British Prime Minister Rishi Sunak on Monday slammed former premier Boris Johnson for asking him to overrule a panel vetting his resignation list appointments to the House of Lords, saying it was "something I wasn't prepared to do".
The British-Indian leader's comment at a public function stemmed from a long-running row over Johnson's honours list, and specifically the list of people he wanted to award peerages to.
Johnson's long-awaited honours list, approved nine months after he resigned as prime minister, included 38 honours and seven peerages. The resignation honours list is a tradition that allows outgoing prime ministers to nominate people for honours.
As a departing prime minister, Johnson has the right to nominate people for seats in the House of Lords, and other honours such as knighthoods.
By convention, current prime ministers pass on the list of nominees to the House of Lords Appointments Commission (HOLAC).
The list of new peerages did not include many of the former Conservative party leader's nominees. Just three hours after its publication, Johnson stepped down as an MP late on Friday and furiously attacked Sunak's agenda.

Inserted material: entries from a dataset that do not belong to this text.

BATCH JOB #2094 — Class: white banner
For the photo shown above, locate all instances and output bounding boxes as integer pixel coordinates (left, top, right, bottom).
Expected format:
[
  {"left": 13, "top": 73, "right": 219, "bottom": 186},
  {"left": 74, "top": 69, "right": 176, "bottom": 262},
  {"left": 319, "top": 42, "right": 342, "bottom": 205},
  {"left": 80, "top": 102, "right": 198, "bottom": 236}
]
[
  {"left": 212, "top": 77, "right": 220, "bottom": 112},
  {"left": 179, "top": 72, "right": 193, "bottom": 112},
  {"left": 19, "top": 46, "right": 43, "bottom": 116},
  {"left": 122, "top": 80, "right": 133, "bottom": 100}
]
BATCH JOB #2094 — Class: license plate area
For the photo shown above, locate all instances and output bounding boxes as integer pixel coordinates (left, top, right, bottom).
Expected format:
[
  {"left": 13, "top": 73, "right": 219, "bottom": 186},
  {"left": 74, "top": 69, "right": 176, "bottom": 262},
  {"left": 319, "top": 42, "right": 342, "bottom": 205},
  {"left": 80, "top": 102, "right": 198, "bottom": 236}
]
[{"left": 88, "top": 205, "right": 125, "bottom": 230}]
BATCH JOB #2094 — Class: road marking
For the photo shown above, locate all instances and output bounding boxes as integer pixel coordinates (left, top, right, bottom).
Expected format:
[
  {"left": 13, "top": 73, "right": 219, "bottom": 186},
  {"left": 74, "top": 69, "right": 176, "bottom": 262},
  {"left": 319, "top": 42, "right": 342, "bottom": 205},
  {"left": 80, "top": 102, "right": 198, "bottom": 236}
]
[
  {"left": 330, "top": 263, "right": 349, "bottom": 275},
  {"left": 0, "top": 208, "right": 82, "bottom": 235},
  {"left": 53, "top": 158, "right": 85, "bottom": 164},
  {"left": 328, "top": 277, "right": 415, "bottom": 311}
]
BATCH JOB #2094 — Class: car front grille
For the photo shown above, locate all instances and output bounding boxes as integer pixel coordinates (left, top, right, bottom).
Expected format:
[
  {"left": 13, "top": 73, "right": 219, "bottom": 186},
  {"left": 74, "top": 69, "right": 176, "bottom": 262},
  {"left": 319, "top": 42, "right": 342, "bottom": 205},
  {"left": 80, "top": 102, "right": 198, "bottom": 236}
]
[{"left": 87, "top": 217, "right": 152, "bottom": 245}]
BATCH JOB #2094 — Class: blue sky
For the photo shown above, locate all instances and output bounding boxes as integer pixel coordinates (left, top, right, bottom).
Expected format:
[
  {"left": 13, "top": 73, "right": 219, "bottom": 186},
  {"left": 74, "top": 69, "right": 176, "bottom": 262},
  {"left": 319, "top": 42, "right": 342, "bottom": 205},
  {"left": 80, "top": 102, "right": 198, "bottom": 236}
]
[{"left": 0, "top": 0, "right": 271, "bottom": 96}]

In his first public response to the row, Sunak on Monday accused Johnson of asking him to overrule the House of Lords Appointment Commission and wave through the rejected nominees.

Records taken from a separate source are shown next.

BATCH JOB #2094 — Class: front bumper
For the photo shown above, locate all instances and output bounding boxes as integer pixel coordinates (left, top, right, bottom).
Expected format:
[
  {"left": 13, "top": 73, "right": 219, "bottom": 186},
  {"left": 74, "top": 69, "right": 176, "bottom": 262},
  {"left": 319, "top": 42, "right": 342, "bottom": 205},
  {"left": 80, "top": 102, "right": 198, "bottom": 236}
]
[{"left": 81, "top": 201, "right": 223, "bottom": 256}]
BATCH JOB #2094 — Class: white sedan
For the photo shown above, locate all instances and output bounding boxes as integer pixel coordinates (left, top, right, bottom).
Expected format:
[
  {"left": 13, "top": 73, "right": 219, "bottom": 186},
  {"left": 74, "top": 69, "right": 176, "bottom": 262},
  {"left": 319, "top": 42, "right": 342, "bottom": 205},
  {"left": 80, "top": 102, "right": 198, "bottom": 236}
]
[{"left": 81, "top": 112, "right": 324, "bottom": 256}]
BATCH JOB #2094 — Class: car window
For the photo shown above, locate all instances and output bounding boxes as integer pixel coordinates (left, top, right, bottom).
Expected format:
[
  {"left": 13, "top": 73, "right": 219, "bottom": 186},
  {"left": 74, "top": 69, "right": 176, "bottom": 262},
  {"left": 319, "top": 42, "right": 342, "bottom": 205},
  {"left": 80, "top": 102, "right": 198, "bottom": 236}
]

Sunak said Johnson asked him to override their recommendations, or "make promises to people".
But Sunak said he refused, adding it was "something I wasn't prepared to do".

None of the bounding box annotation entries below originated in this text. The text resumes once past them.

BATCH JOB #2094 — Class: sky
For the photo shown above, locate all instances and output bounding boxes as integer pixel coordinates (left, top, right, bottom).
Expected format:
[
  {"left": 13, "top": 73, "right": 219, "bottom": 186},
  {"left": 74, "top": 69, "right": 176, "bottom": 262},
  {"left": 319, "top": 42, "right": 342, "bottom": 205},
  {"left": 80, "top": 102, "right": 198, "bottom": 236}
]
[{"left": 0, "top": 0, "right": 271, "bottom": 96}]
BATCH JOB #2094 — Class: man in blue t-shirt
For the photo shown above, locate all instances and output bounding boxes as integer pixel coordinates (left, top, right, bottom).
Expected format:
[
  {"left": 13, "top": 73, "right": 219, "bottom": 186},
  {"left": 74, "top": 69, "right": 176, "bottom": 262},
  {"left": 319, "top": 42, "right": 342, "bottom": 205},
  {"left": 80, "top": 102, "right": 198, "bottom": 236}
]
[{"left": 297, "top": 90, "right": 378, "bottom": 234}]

"I wasn't prepared to do that, I didn't think that was right. And if people don't like that, then tough," he told a tech conference in London.
The intervention marks a new point in an escalating war of words over Johnson's controversial resignation honours list, the BBC reported.
When Johnson, 58, resigned from office last September, he left a list of nominations for Damehood, Knighthoods, etc, as well as people he wanted to award seats in the House of Lords, the lower house of the UK's Parliament.
The government customarily submitted the list to the House of Lords Appointment Commission.
It was reported that three sitting MPs, Nadine Dorries, Nigel Adams, and Alok Sharma, were on the list, along with some potentially controversial people.
No serving MPs were given peerages, avoiding by-elections for the Tories.
Johnson abruptly resigned as a lawmaker on Friday, claiming he was the “victim of a witch-hunt” after being told by a parliamentary committee that he would be sanctioned for misleading Parliament over lockdown-breaking parties at Downing Street during his premiership.
His decision to resign as a Member of Parliament came as he received a confidential letter from the MP-led Privileges Committee over the crucial matter.